I don't know that much about Luxeons (although I absolutely love my FF w/ MM+ and TY0J lux III) but a few theoretical considerations come to mind. The internal resistance of a 123 is something like 300 mOhms which really limits the theoretical power able to be delivered to a load. The voltage across the terminals would be 3 volts - .3 * i. Thus the power delivered to the load would be 3*i - .3*i^2. To find the maximum take the first derivative and set it to zero: 0 = 3 - .6* i or i = 5 amps. At 5 amps the voltage would be 1.5 volts, and thus the power would be 1.5 volts * 5 amps = 7.5 watts.
OK. So 7.5 watts. Now, so far, the maximum efficiency I have seen is around 30 lumens per watt of bulb lumens. Remeber that what finally comes out the front end will always be less than this. 75 percent is a good round estimate of what makes it out the front. Anyway, 30 * 7.5 *.75= 169 lumens. But not for very long, for sure, if it could even really support a 5 amp draw.

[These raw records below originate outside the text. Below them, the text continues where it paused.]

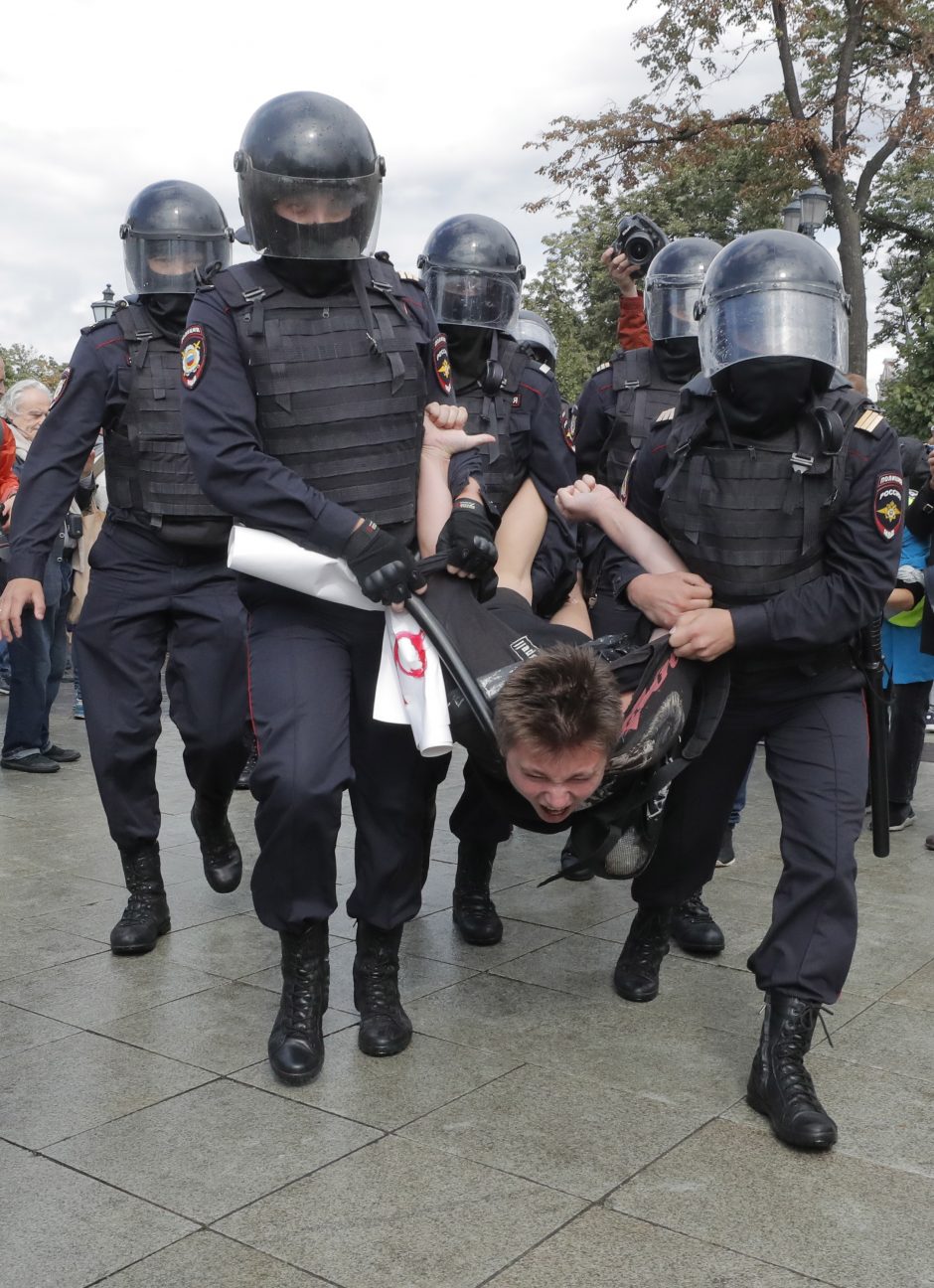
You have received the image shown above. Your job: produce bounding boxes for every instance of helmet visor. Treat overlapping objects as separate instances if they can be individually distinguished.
[700,282,849,376]
[424,266,520,335]
[644,278,700,340]
[123,231,231,295]
[239,169,383,258]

SureFire applications seem to indicate that 5 watts per 123 is more or less the most that can be expected, so that would translate into 112 lumens out the front of the torch.
123 cells have built in thermal protection, however, and would probably shut down in a matter of minutes or even seconds when asked to provide this kind of power.

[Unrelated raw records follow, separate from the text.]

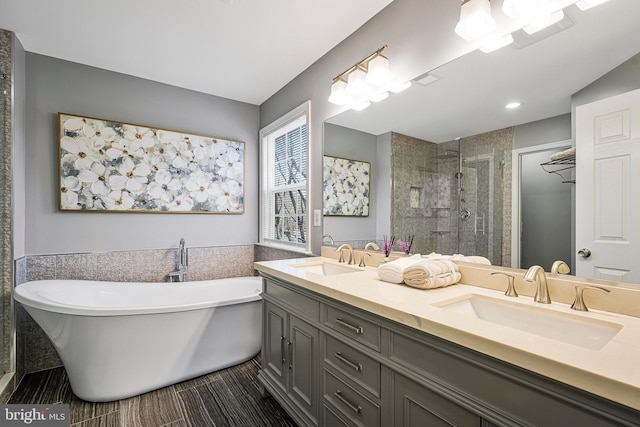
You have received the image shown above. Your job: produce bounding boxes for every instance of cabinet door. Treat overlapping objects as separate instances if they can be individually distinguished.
[287,315,319,420]
[393,374,482,427]
[262,302,288,393]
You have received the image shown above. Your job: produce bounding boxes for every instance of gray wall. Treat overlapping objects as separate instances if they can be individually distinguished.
[25,53,259,255]
[571,53,640,114]
[373,132,391,240]
[11,33,27,259]
[323,123,379,241]
[513,114,571,149]
[260,0,482,253]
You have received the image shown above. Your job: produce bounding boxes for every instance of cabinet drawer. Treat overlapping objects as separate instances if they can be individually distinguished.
[326,305,380,351]
[322,403,351,427]
[393,374,488,427]
[324,336,380,397]
[264,279,320,321]
[323,369,380,427]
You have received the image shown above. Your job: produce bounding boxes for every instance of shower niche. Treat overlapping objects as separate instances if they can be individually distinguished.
[391,130,511,265]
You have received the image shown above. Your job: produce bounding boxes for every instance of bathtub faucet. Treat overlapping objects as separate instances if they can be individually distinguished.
[169,239,189,282]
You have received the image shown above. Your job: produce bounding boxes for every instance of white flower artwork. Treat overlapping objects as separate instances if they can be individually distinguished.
[322,156,371,216]
[58,113,244,213]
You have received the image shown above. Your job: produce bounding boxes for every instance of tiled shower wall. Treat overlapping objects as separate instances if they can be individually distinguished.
[391,132,440,254]
[0,30,15,402]
[391,128,513,266]
[16,245,304,378]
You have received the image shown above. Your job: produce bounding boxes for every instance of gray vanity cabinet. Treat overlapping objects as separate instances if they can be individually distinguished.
[393,374,482,427]
[259,274,640,427]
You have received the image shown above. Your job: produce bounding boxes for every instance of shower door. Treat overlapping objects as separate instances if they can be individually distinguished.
[455,140,504,265]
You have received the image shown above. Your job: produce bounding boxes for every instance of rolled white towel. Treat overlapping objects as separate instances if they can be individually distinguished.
[378,254,422,283]
[403,259,458,282]
[404,271,462,289]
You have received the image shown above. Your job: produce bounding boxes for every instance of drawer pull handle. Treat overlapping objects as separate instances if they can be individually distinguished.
[336,317,364,334]
[333,390,362,414]
[334,352,362,372]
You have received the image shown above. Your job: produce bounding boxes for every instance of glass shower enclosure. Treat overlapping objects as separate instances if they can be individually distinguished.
[391,132,511,265]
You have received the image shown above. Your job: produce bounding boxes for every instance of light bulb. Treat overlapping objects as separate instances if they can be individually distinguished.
[455,0,496,41]
[347,67,369,99]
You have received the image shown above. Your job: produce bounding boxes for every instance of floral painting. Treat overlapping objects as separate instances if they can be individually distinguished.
[323,156,371,216]
[58,113,244,213]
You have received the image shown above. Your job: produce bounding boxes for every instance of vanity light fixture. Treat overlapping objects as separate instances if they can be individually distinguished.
[576,0,609,10]
[456,0,496,41]
[329,45,411,110]
[455,0,609,53]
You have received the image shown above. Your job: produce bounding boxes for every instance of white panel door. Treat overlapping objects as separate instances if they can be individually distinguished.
[576,90,640,284]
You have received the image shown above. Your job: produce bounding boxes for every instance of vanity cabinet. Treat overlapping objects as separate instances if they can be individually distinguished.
[260,285,319,425]
[259,273,640,427]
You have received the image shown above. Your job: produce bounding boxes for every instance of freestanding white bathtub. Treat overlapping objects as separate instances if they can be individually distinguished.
[14,277,262,402]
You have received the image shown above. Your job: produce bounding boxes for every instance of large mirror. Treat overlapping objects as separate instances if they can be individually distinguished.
[323,0,640,280]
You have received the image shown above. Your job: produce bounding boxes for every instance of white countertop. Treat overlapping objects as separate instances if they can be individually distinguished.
[255,257,640,410]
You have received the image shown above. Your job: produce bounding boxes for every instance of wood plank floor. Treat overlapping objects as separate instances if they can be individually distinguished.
[8,356,296,427]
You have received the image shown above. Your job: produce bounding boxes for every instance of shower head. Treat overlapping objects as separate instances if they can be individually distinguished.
[433,150,458,160]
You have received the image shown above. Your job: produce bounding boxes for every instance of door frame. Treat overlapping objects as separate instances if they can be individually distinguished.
[511,139,574,268]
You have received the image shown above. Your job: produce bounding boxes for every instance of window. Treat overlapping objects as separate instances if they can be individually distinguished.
[260,102,309,250]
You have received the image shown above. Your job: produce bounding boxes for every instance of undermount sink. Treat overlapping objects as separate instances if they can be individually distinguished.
[291,262,362,276]
[436,294,622,350]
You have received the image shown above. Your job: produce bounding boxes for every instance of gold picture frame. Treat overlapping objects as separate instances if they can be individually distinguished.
[58,113,245,214]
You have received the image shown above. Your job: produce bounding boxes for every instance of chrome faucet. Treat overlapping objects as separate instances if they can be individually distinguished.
[491,271,518,298]
[524,265,551,304]
[336,243,355,265]
[169,238,189,282]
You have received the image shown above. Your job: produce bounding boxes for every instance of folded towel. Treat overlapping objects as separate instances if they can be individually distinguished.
[403,259,458,281]
[378,254,422,283]
[551,147,576,160]
[404,271,462,289]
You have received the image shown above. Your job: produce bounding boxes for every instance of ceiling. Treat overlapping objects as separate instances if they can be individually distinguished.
[329,0,640,143]
[0,0,392,105]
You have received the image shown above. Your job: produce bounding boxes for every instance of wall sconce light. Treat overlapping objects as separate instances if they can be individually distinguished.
[329,45,411,110]
[456,0,496,41]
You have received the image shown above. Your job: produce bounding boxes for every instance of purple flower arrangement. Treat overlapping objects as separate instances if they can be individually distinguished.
[380,236,396,258]
[398,234,413,255]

Still, there you have the theoretical maximum, assuming that the true voltage source (=o.c. voltage) in series with a resistor (=internal resistance) is a good model for a battery over all current values. This is not the case, however, as you have to consider electrolyte depletion and other groovy stuff like that which is really beyond my knowledge at the moment.
Eh, take it for what it's worth. Hope this helped.